Выявив сходство в элементах фабулы и некоторых типажах двух романов, мы все яснее замечаем отличие «Братьев Карамазовых» от «Холодного дома», которое обнаруживается не только в смене национальной почвы, колорита, аксессуаров. В романе Достоевского куда сильнее, чем в диккенсовском, развит именно тот идейно-философский, духовный компонент: в нем борются носители идей более высокого порядка, чем идея о закате английской аристократии.
В «Дневнике писателя», который создавался непосредственно перед «Братьями Карамазовыми» и послужил «полигоном» для романа, Достоевский обнародовал теорию мировых религиозных идей, выделяя ри-мо-католическую, германско-протестантскую и славянско-православную идеи [10, с. 145-147]. Разработка теории была основательной, растянулась на несколько глав; сами открытые идеи, по мнению писателя, являлись универсальными, так что мы вправе думать об использовании этой теории и в романе. Как следует
из «Дневника», наиболее резкий конфликт возникает между католической и православной идеями, в силу их противоположности. Именно римское папство явилось отцом европейского социализма, коммунизма и атеизма. «Франция и в революционерах Конвента, и в атеистах своих, и в социалистах своих, и в теперешних коммунарах своих - всё еще в высшей степени есть и продолжает быть нацией католической вполне и всецело, вся зараженная католическим духом и буквой его» [4, т. 25, с. 7]. Эта точка зрения перенесена и в роман.
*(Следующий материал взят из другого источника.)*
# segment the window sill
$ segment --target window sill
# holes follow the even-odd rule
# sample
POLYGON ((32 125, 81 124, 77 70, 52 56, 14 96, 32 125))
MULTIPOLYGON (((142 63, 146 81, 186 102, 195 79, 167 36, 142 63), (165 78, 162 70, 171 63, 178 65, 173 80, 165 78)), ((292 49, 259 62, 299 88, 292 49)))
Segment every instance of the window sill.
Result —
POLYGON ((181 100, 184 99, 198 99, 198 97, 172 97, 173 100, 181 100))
Рассматривая повествование в таком аспекте, мы обнаружим, что поэма о Великом Инквизиторе - вовсе не «вставной» кусок и не просто неотъемлемая часть романа, а подлинный отрицательный центр его.
«То, что Европа веками пытается решить с помощью человека, Православие решило и решает с помощью Богочеловека, - подытоживал мысли русского писателя Иустин Попович в монографии "Философия и религия Достоевского", вышедшей вслед за трудом Николая Велимировича "Ницше и Достоевский". - Европейский человек из гордости не захотел уподобиться Богочеловеку; наоборот, Богочеловека уподобил себе. пока не пришел к окончательному безумию: к гордому догмату о непогрешимости человека, синтезирующему в себе дух Европы. <.> Европейский человекобог вытеснил Богочеловека; католицизм санкционировал человекобожие. <.> Проанализировав душу Европы до ее первооснов, Достоевский открыл, что тайна ее - дьявол. Одна и та же тайна скрывается в творцах человекобога и в римо-католицизме. Это для Достоевского нерушимая аксиома, неопровержимая часть его символа веры, которая побуждает его изречь окончательный, страшный суд католицизму» [8, с. 155-156, 167].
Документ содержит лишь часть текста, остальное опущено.